Noninvasive support for and characterization of multiple intranodal pathways in patients with mitral valve disease and atrial fibrillation

Abstract
Twenty-four-hour ambulatory ECG recordings were made in 22 patients with mitral valve disease and sustained atrial fibrillation. Computer analysis was used to stratify 64-beat periods according to the average ventricular rate levels. The distribution of pooled RR-intervals from heart-rate levels 50–60, 60–70 … 160–170 were then presented as histograms, using a 20 ms width. This heart-rate stratified analysis revealed a bi- or trimodal RR-distribution in 16 of the 22 patients.
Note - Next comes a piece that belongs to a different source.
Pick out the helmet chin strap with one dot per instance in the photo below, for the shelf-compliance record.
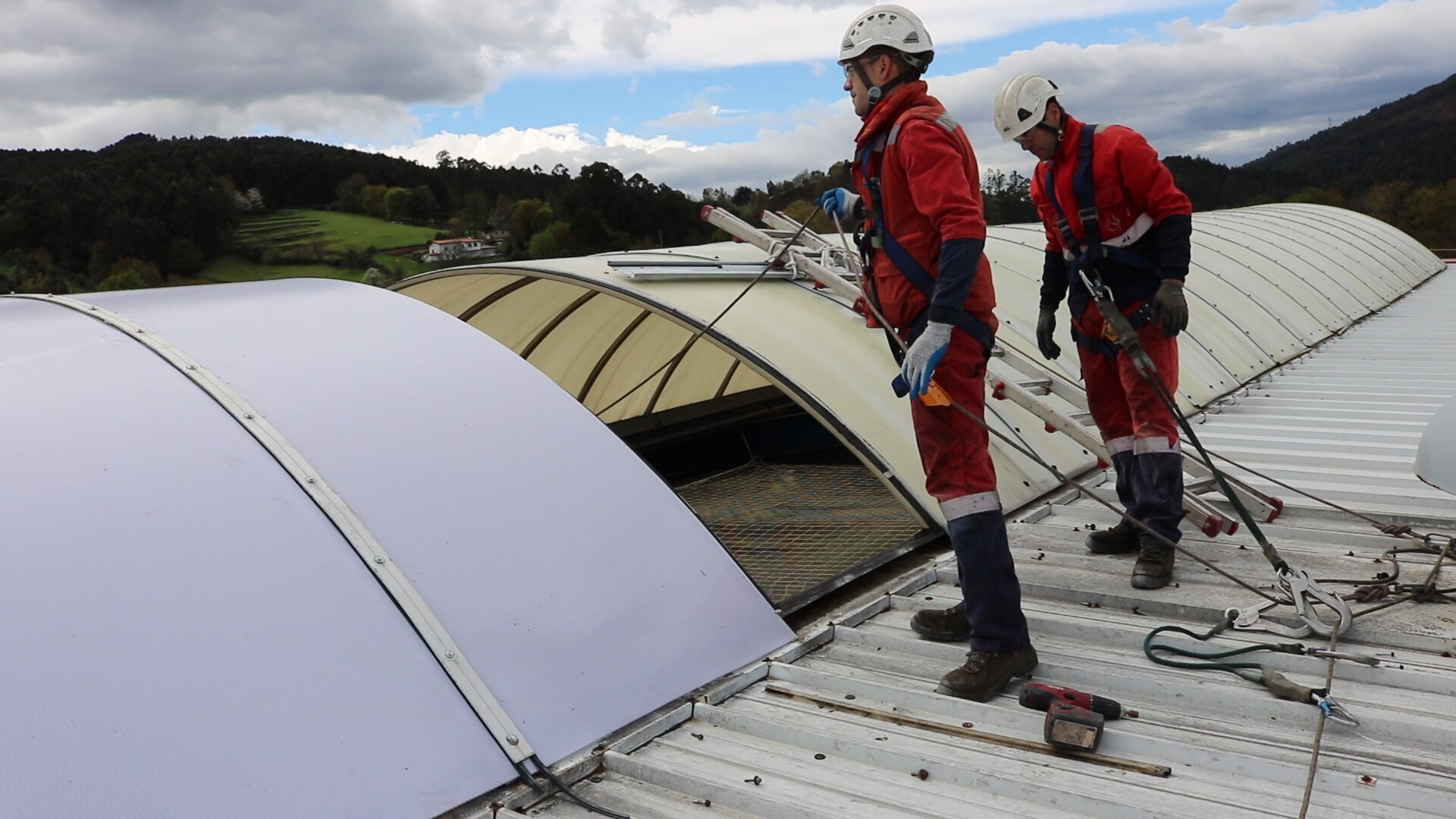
(874, 93)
This finding was interpreted as indicating the presence of two separate atrionodal pathways and in some cases nodal escape activity in addition. A limited heart-rate range may have obscured this phenomenon in 5 of the 6 cases without signs of bimodality. At high heart rates, AV-nodal conduction occurred via a ‘fast pathway’ whilst at successively lower heart rates, this conduction was blocked and a ‘slower pathway’ was used instead. In addition, at successively slower rates, the dominant cycle of conduction via either pathway tended to lengthen according to a linear relationship. The change of dominance from the fast to the slow pathway occurred between 90 and 120 beats per minute in almost all cases. The further electrophysiological characterization of patients with 2 pathways was done by calculation of differences and ratios between lengths of dominant cycles of different pathways at the rate of change of dominance. The findings may serve as reference data for further studies of AV-nodal conduction using the same method. Furthermore, the study strongly indicates that dual A V-nodal pathways are an ubiquitous phenomenon and supports the hypothesis that even in man, AV-nodal input follows two main routes: (a) along the crista terminals between the coronary sinus and the tricuspid valve and (b) from the interatrial septum.